After Glee extra Nicole Crowther lost her job by spoiling the identity of the prom king and queen over Twitter, 20th Century Fox Television is rethinking its contract terms. Surprisingly, the studio hadn’t had any clauses keeping extras like Crowther silent, ostensibly because their involvement with the show is so limited. But now an insider says that Fox may rework its deals with everyone involved in the show — including the main cast — to punish for any and all plot leaks over social media.
Fox is following fellow big studio Disney, who changed its contracts in 2009 and added various specific terms: There were seven forbidden actions (including spoiling, of course) that cast and crew could not engage in, and they were forbidden to do so over Facebook, Twitter, and other social networks.

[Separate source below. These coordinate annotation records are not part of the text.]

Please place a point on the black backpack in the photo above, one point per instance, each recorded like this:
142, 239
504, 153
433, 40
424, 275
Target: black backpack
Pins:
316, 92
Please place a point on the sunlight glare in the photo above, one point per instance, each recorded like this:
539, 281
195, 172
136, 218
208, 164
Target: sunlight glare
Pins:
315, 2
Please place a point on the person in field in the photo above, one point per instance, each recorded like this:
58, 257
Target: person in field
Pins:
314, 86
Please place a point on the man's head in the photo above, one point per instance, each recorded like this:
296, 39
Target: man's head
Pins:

The thing is, part of what has cemented the interactions between fans and the cast has been the actors themselves: Lea Michele, Cory Monteith, and others often tweet photos and hints at upcoming episodes. The photo accompanying yesterday’s spoiler post — of Finn sitting alone at the prom — came from Monteith, and Michele made it clear that Jonathan Groff would be returning as Jesse St. James thanks to a twitpic of the two of them on-set. As one LiveJournal commenter said, The random spoiler-y tweets and pics make them much more interesting. I’d hate for that to be gone cause of this chick.
I think that there’s nothing wrong with offering up spoilers as long as you do so with the 0ption of not reading: either warning before people read the tweet, or providing an external link that they can click if they want to. Part of Crowther’s mistake was that she just blurted out the spoiler; maybe she would have been less harshly punished if she had practiced some discretion.